The development of high-throughput approaches for the characterization of
baseline human variation is rapidly emerging using highly automated fluorescence DNA
sequencer. Current instruments allow for near continuous operation with minimal handson preparation time using integrated robotics for automated sample handling and loading
onto a capillary electrophoresis array and a highly sensitive fluorescence-based detection
system for identifying labeled DNA fragments. This data acquisition technology can be
integrated with other robot stations for sample preparation prior to sequencing, and with
highly integrated database management systems to streamline the analysis of sequence
variation data. We have designed a laboratory discovery pipeline, which allows for the
routine analysis of up to 25 kb of baseline genomic sequence/week for SNP discovery in
a sample of 48 individuals from two diverse populations. This technology is providing a
platform for the discovery of large numbers of SNPs that can be applied to
genotype/phenotype analysis. Also, the determination of SNP combinations occurring on
the same maternally or paternally derived chromosome defines haplotypes which may
permit the application of cladistic-based approaches in the analysis of quantitative traits.

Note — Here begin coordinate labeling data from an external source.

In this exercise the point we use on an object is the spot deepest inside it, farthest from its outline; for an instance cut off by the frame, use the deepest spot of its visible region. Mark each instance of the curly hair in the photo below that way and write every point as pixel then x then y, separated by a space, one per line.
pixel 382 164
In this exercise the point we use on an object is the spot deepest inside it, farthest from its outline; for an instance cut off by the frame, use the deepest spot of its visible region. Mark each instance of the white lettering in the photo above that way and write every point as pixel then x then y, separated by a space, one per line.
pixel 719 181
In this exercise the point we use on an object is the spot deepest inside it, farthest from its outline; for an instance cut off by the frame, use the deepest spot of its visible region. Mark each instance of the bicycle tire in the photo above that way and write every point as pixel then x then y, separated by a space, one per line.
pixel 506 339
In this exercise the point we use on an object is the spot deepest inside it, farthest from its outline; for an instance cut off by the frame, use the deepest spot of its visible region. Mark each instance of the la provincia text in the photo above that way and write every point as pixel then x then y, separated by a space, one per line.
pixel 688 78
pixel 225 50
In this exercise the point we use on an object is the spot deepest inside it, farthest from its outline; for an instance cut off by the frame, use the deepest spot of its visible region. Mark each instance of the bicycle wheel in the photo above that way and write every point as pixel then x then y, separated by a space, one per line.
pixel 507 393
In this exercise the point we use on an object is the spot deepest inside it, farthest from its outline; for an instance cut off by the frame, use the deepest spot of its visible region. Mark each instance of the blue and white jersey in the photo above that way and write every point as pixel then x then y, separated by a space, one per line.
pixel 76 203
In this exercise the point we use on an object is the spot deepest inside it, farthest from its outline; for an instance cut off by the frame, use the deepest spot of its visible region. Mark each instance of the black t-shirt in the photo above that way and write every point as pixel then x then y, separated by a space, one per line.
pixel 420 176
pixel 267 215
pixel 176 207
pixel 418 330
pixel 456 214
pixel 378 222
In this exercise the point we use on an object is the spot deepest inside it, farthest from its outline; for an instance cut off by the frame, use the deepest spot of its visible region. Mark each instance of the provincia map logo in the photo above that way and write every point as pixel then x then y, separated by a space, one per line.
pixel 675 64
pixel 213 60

Finally in the last talk Dr. Sigmund will discuss the use of transgenic mice as a tool to
explore the impact of genetic variation on phenotype. Dr. Sigmund will describe his
system to examine the physiological consequences of genetic variation using a high
throughput gene targeting system. In this system, identical genes, differing only in
specific variants identified in human populations, are targeted in a single copy to an
identical locus in the genome. Gene targeting is used because classical transgenic
approaches have significant weaknesses that prevent their use in this context. Using
classical transgenic approaches, transgenic founders that arise from a single construct all
differ with respect to both the insertion site and the transgene copy number, both of
which can impart strong effects on the pattern and magnitude of gene expression. Using a
unique approach transgenes can be inserted such that only a single copy will be expressed
at an identical insertion site. The method relies on the use of a specific ES cell line
termed BK4 which was previously manipulated to delete a portion of the hypoxanthine
phosphoribosyl transferase HPRT gene.
This talk will describe the use this system to examine the physiological consequences of
genetic variation in the angiotensinogen gene. Data will be presented that shows the high
efficiency of homologous recombination at the HPRT locus, and the appropriate tissueand cell-specific expression of transgenes integrated upstream of the HPRT locus .
Discussion will focus on the pros and cons of using the HPRT locus as a target for
transgenes and for generating transgenic mice with high throughput.